Jim Bradshaw: 'Henry Clay,' 'Jenny Lind' trekked across the prairie
When we cruise across the south Louisiana prairies today, we know almost exactly where we are all the time. Numbered markers are set along the highway at one-mile intervals, so we can calculate how far we’ve come and how far we have to go. It wasn’t always that way. Sometimes the road just kept getting longer and longer.
The first trails across the prairies were probably made by wild cattle foraging for food and water, and were trampled out according to their whim or intuition. Some of these began to be used more-or-less regularly when cattlemen started driving herds to market in New Orleans, but they still wandered pretty much willy-nilly as the drovers looked for the best routes.
There seems to have been something like an established route that ran between ferries crossing the prairie waterways by the 1850s, but the trails were still far from anything that could be called a road — and still seemed to meander according to the travelers’ whims.
That made it hard to figure just how far it was from one place to the other, or sometimes which way to go to get there.

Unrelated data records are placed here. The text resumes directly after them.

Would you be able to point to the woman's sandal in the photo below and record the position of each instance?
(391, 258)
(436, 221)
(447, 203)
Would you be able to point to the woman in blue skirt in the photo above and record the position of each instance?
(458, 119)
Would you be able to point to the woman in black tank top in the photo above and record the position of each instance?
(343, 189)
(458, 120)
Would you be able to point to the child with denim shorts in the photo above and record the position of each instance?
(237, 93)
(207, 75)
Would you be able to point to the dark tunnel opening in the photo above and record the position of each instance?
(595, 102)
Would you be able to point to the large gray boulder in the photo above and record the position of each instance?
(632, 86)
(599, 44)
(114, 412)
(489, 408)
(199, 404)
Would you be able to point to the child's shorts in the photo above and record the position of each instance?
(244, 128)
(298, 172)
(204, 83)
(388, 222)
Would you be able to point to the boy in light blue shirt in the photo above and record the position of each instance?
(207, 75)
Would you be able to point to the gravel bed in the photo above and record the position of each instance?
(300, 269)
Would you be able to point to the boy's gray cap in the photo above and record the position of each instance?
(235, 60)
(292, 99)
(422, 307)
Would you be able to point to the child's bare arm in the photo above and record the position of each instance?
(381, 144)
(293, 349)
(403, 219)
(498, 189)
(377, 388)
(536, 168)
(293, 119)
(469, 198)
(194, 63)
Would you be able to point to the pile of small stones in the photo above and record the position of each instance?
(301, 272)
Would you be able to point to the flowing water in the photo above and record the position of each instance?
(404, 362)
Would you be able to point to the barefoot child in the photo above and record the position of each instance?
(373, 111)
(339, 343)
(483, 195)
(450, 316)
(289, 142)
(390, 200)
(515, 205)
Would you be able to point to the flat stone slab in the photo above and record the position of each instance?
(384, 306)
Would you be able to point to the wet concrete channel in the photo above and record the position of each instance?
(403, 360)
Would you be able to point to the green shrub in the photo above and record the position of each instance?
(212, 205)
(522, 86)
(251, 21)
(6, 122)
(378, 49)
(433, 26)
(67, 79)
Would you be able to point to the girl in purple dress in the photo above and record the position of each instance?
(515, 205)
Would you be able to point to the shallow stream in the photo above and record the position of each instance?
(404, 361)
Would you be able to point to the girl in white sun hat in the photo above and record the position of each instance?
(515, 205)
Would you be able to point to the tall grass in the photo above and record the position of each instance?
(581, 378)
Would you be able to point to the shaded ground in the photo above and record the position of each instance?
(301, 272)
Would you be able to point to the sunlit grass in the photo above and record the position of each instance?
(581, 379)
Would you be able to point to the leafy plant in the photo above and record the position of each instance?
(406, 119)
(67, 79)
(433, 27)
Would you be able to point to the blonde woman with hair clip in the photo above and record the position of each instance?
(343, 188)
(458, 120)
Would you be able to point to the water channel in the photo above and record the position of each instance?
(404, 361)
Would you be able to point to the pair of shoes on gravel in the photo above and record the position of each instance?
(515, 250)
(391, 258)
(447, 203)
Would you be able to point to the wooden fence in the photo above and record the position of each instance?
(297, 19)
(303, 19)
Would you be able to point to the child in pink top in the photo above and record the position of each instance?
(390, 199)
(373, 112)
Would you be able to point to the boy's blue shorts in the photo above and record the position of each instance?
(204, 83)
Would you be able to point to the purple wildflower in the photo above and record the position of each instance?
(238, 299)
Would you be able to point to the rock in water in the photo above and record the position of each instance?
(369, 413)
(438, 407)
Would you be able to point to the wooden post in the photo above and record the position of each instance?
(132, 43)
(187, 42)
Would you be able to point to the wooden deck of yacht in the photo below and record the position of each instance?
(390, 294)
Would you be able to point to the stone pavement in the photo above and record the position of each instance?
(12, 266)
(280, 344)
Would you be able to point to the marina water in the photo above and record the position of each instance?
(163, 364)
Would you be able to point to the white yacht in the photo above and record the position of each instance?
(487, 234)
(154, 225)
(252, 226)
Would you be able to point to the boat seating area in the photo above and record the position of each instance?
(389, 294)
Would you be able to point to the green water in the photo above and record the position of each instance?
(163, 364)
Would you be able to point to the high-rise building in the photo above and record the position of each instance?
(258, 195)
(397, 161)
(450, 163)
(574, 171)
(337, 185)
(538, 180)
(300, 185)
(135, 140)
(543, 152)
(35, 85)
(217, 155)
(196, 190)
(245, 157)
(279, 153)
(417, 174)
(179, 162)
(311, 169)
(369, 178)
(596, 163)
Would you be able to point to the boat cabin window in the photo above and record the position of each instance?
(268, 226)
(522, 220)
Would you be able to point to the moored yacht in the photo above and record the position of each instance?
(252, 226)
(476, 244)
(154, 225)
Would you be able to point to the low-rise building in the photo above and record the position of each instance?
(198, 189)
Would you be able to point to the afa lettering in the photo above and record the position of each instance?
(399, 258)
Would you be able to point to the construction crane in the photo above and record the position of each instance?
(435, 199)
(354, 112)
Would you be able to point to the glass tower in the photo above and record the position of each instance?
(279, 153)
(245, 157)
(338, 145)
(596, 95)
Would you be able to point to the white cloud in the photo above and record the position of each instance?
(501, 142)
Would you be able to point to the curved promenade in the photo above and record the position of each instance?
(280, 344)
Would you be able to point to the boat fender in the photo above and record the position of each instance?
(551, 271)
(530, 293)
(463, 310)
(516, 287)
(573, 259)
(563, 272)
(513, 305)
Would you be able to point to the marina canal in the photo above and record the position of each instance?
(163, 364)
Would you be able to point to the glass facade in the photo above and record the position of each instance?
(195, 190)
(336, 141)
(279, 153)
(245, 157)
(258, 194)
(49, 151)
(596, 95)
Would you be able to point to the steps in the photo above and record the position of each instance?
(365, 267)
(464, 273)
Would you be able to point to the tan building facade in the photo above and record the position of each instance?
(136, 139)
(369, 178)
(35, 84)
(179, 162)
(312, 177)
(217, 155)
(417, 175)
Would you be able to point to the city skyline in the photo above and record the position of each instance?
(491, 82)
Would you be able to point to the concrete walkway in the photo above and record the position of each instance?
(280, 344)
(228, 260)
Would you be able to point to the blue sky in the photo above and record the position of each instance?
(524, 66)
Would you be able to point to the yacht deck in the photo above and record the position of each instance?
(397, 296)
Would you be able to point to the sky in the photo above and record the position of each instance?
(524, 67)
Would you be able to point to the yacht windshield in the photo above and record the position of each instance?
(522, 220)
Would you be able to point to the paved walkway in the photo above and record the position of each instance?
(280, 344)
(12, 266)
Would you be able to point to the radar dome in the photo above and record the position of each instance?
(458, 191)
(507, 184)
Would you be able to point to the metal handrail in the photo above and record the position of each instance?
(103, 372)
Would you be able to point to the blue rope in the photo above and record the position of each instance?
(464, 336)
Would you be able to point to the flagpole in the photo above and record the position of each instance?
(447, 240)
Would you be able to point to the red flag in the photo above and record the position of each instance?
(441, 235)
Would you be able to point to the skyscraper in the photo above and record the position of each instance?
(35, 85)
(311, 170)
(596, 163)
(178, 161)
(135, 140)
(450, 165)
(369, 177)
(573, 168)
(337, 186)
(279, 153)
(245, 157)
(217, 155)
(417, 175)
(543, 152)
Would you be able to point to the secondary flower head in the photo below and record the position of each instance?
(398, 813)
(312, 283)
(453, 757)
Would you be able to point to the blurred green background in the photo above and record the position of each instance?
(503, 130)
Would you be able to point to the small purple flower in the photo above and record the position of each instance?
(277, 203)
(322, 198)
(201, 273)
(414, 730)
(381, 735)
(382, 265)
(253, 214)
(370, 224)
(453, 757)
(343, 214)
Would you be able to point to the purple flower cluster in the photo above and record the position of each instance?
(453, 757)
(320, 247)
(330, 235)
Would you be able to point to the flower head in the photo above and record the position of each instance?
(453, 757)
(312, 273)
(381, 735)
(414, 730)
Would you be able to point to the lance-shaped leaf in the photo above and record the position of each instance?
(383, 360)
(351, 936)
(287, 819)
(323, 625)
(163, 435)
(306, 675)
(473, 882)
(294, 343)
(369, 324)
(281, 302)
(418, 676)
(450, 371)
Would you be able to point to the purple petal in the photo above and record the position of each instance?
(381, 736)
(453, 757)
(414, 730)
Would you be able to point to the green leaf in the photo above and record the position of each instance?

When newspaperman Daniel Dennett crossed the prairie in 1851, for example, he seemed to have a pretty good idea of how far he’d traveled, averaging about 30 miles a day in a light wagon pulled by a horse named Henry Clay (for the famous statesman and orator) and a mule named Jenny Lind (after the singer who was the rage of the day).
But Dennett’s calculations dealt with how far he’d gone, probably based on the pace of his team, not so much how far away a certain destination was. He simply drove each day until he found a place to spend the night, then figured how far he’d gone. When he described his journey in a series of letters, he noted, for example, that he spent one night at the residence of a Mr. Myer, which he thought to be about 25 miles from Vermilionville (Lafayette). He left the Myer place the next morning, heading for the Mermentau, which, he said, was about 12 miles away.
He wrote that “after three hours’ travel over rolling prairies, coolies [sic], and flat wet lands,” he reached Hay’s Ferry, where Mr. Hay led the team across the Mermentau on a log bridge that was 18 inches under water. Dennett then followed a trail called the Indian Crossing through a swampy area, and “passed on towards the Lacassine, through a wet, sloppy prairie, on what was called a road; but like most of these prairie roads, a mere cow path.”
He stayed that night at Welch’s Crossing (Welsh) and had to go a mile out of his way when he tried to cross the Lacassine the next morning, “to avoid a bad crossing … of considerable depth.” Even so, four inches of water flooded his wagon.
He estimated it was 17 miles from the Lacassine to English Bayou, just east of Lake Charles, and several miles more to Lyon’s ferry on the Calcasieu.
In getting to Lyon’s ferry, Dennett wrote, he “took water into our wagon at four crossings, went through ponds … groves of pine timber, much wet prairie and some dry, and travelled thirty miles, that being the distance from Welch’s on the Lacassine to Lyons’s on the Calcasieu.”
Father P.F. Parisot, a missionary from Texas, traveled along trails that were hardly more than footpaths when he visited southwest Louisiana in 1852. He didn’t give distances in his Reminiscences of a Texas Missionary (Johnson Brothers Printing, San Antonio, 1899), but said he spent much of his time “crossing bayous and bottoms, marshes and bogs, sleeping out and getting lost on the pathless prairies” and that his method of crossing deep streams was “to hold my horse by the tail with one hand and paddle with the other.”
Daniel Dennett’s calculations seem remarkably precise for his time and place, but another traveler, Frederick Law Olmstead, was less certain when he crossed the grasslands about the same time, and got more confused the farther he went. He was going in the opposite direction from Dennett, from the Sabine to Opelousas, but that wouldn’t have made much difference. A mile is a mile, no matter which way you drive it.
According to Olmstead’s account, the longer he rode, the farther he had to go — and people he asked for directions were just as confused as he was.
The road was distinctly marked, he said, “but had frequent … forks, which occasioned us much annoyance as clouds of musquitoes [sic] … hovered continually about our horses and our heads.”
“At Lake Charles,” he wrote, “we were informed that the exact distance to Opelousas was ninety-six miles. After riding eight hours, we were told by a respectable gentleman that the distance from his house was one hundred and twenty miles. The next evening the distance was forty miles, and the following evening a gentleman who met us stated that it was ‘a good long way … thirty or forty miles, and damned long ones, too.’”
I think I may have traveled roads like that once or twice, looking for places I never found.